Early evolocumab helps reduce LDL-C levels, prevent recurrent ischaemic cardiovascular events
In acute coronary syndrome (ACS) patients who have undergone percutaneous coronary intervention (PCI), early treatment with evolocumab as an addition to statin can lower low-density lipoprotein cholesterol (LDL-C) levels as well as reduce the incidence of recurrent ischemic cardiovascular events, while having satisfactory tolerability and safety, according to a study.
The study included 1,564 consecutive ACS patients who had been hospitalized and underwent PCI. All patients had elevated LDL-C levels despite statin treatment (≥1.8 mmol/L after receiving high-intensity statin for ≥4 weeks; ≥2.3 mmol/L after receiving low- or moderate-intensity statin; or ≥3.2 mmol/L without statin therapy).

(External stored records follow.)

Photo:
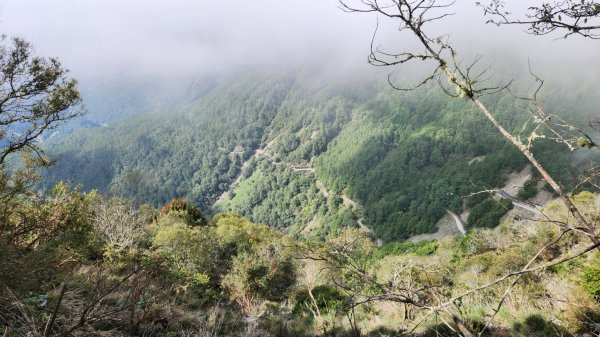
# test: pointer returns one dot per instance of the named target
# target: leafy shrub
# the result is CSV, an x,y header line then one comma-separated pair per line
x,y
537,326
326,297
181,208
591,278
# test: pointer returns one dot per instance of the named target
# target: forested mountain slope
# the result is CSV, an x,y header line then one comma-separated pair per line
x,y
308,154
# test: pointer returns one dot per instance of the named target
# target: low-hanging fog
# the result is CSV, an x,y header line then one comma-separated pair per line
x,y
111,43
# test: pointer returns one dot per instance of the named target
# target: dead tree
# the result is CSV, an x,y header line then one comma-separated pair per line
x,y
570,17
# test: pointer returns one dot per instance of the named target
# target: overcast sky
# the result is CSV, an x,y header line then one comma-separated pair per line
x,y
96,37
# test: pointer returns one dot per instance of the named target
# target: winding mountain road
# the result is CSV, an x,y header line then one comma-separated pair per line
x,y
459,224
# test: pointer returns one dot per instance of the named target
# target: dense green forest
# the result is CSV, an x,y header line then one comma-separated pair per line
x,y
312,155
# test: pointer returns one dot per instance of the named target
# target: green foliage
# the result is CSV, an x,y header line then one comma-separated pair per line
x,y
327,299
529,190
181,208
591,277
536,325
403,157
487,214
421,248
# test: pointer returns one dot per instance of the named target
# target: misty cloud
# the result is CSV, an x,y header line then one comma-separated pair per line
x,y
180,37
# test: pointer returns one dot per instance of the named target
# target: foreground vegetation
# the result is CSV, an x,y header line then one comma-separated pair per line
x,y
77,263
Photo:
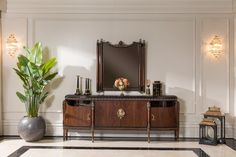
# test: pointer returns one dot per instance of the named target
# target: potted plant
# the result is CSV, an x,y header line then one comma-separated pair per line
x,y
35,75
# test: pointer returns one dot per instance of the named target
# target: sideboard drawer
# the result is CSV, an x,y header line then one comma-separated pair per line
x,y
78,115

Of the patients, 414 received evolocumab (initiated in-hospital and after 18 months) while 1,150 did not. The primary outcome of a composite of ischaemic cardiovascular events (ischemic stroke, cardiovascular death, myocardial infarction, hospitalization for unstable angina, or coronary revascularization) at 18 months occurred less frequently in the evolocumab than in the control group (8.2 percent vs 12.4 percent; adjusted hazard ratio, 0.65, 95 percent confidence interval, 0.45–0.95; p=0.025). This benefit was consistently observed across the major subgroups.
Furthermore, early initiation of evolocumab reduced LDL-C levels from baseline levels by 42.48 percent compared with statins alone.
In terms of safety, there were no significant between-groups differences observed in any adverse events.